Yes, I would read the book. I see what the others are saying, and agree that the focus should be either getting Bogie in the tub, or getting the paint off of him. I like the idea, but also think that you could be more specific in what his boy does to solve the problem (Whichever you choose it to be). 🙂
Thank you Erik. Great to see you on here. 🙂 I’ll add more specifics.
Greg, I would definitely read this. You’ve already gotten a lot of great comments. As to the title, I find it funny (punny). And while parents & librarians do the shopping, I remember when mine were young that they shortened almost every title – “I want the dragon/penguin/moon book again.”
With your pitch, I agree that I am not sold on the very first part. What about – “The bond between a puppy and his human brother is thicker than water.” I do agree with the others that getting the human brother and an example or two of the ‘chaos.caused’ (w/out telling me that ‘calamity ensured.’) would strengthen the pitch. One other thing – If this is from Bogie’s POV, what does HE want? (If it is from the brother’s point of view, we need to see him and what he wants.) Sounds like a real fun romp. Good luck with it.

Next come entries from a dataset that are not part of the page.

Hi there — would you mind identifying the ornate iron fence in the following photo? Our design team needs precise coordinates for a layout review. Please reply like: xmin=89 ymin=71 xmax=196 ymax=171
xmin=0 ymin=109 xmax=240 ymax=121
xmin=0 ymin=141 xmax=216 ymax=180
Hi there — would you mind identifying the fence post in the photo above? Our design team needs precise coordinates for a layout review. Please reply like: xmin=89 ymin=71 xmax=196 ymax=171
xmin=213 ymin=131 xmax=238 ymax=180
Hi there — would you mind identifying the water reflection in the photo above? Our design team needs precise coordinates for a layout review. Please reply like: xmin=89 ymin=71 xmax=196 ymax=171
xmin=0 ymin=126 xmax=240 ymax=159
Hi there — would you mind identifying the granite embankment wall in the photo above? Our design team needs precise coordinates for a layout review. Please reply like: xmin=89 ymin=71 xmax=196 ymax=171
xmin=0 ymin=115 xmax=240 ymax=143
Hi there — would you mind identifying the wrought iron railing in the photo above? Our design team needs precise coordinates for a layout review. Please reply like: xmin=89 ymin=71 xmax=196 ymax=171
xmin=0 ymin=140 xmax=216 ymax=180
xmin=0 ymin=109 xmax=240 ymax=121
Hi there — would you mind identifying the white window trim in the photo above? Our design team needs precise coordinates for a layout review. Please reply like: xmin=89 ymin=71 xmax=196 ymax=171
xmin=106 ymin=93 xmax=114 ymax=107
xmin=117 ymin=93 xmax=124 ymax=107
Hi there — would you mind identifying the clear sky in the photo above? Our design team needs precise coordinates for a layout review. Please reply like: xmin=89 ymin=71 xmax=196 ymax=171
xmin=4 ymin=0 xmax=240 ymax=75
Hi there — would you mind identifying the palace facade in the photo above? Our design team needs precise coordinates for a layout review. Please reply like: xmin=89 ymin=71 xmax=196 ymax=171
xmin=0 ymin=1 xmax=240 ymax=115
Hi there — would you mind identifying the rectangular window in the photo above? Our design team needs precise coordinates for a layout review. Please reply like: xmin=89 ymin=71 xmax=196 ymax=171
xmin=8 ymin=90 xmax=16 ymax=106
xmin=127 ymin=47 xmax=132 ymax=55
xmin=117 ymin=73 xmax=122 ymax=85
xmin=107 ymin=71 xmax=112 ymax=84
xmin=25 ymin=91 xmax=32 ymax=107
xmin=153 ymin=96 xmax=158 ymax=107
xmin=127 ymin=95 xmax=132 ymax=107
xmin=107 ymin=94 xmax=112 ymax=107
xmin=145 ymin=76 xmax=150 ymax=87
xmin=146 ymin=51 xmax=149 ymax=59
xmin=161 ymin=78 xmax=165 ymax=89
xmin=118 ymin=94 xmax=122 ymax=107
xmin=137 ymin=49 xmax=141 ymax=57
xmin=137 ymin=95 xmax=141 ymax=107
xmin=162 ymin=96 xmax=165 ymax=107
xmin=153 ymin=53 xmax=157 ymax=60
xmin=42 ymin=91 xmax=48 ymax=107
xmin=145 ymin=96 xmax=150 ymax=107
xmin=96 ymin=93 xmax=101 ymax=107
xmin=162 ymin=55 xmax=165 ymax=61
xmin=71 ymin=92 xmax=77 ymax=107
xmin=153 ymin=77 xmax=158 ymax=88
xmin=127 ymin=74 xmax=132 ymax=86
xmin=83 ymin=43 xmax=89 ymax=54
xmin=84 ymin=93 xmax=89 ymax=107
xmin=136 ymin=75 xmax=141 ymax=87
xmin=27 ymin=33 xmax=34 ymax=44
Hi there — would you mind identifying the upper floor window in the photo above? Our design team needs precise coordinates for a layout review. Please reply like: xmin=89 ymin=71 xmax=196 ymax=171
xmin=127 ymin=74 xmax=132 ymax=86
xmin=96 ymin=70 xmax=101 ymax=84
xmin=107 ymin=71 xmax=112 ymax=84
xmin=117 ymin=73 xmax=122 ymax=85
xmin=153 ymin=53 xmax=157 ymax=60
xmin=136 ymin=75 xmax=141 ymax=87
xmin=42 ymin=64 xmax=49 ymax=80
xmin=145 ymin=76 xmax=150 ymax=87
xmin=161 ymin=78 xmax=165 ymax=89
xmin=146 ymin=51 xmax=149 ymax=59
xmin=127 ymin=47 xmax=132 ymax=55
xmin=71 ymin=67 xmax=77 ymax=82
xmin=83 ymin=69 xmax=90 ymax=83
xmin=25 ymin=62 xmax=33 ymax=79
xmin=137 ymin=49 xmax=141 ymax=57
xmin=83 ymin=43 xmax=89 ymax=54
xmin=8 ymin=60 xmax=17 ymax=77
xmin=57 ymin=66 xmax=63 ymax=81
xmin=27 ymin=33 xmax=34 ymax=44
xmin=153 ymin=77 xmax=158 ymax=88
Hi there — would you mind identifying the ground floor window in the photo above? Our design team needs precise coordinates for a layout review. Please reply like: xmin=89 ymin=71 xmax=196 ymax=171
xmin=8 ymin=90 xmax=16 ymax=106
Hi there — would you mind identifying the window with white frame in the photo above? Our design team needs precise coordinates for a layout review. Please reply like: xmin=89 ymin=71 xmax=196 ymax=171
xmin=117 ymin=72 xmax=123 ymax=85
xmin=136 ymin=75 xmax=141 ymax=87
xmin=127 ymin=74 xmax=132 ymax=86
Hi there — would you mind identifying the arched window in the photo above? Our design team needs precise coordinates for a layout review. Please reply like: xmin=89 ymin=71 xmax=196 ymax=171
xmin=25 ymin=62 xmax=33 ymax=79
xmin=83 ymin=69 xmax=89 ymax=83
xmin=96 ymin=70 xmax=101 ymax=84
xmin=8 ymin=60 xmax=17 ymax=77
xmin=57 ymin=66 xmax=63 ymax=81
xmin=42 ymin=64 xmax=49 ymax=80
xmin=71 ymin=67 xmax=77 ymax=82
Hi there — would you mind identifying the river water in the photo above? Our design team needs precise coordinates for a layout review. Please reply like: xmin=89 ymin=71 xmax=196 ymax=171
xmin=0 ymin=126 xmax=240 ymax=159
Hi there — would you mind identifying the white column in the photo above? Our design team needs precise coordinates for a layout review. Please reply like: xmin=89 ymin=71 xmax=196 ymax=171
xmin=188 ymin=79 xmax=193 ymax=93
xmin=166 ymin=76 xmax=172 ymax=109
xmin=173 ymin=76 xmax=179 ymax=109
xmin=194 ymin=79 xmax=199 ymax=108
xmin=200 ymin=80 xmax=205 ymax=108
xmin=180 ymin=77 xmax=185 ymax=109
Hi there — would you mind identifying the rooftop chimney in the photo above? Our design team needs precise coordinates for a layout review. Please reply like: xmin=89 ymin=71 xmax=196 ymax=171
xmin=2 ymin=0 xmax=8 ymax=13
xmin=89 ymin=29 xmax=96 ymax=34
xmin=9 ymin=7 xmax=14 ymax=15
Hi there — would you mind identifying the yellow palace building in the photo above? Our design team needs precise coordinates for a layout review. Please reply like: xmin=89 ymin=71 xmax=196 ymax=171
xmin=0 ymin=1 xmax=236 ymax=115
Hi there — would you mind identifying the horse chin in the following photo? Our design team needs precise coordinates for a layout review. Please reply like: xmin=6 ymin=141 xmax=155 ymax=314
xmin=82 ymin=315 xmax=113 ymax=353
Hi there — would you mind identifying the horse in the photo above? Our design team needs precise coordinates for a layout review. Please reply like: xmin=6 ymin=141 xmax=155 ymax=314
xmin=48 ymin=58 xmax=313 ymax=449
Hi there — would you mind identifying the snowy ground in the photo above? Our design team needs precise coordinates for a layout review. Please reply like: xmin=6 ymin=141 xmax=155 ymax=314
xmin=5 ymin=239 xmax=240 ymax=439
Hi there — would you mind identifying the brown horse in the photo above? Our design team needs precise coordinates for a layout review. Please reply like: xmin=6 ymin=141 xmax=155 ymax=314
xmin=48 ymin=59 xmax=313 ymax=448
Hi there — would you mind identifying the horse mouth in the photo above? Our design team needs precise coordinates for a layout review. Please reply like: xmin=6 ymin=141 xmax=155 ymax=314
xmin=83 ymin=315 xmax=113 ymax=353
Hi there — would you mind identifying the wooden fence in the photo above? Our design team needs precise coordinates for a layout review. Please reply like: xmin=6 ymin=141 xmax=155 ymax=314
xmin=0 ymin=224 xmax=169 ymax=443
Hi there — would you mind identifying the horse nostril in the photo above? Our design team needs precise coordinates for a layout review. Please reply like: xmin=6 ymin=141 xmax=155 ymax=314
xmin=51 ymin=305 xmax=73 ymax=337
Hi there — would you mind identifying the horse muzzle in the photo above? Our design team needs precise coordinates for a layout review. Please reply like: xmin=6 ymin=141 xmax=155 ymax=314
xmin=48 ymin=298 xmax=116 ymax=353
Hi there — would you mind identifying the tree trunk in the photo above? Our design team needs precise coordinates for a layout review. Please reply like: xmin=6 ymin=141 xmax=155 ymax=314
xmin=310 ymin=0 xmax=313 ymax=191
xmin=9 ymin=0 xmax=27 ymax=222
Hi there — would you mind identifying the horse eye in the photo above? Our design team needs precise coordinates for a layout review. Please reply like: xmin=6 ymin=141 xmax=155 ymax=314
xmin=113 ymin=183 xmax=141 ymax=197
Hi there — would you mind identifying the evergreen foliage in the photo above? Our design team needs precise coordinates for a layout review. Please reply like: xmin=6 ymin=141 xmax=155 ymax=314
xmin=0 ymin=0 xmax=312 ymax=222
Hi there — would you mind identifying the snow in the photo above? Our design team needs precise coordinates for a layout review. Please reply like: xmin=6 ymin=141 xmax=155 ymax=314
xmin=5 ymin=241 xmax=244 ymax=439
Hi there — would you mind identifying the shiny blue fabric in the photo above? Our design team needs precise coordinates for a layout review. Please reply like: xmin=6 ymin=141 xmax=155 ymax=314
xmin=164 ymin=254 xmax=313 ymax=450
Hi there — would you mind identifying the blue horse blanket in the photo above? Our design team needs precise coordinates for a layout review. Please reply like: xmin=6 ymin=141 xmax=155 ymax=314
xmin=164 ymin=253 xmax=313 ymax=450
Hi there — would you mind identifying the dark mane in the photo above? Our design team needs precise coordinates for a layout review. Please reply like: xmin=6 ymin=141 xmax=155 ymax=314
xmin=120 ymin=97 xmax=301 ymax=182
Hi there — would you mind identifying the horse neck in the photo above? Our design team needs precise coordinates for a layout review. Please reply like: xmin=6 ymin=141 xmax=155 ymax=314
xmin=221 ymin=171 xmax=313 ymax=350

Thank you Maria. I have a lot of work to do. 🙂
Love the opening sentence! Really sets up the tone. The only change I would suggest is to the closing. Currently, it reads “What will it take to give Bogie a bath, or is he destined to remain a colorful pooch forever.” I’d change it to read: “What will it take to give Bogie a bath? Is he destined to remain a colorful pooch forever?”
Best of luck!
Thank you Michele. I’m working out the kinks now.
I would definitely read this. As I read the pitch I imagined paint paw prints and nose prints every where. I’m pretty sure an illustrator would have a blast with this idea. Thanks for sharing Greg.
Thank you Aileen. I’m hoping someone can draw it as envision it.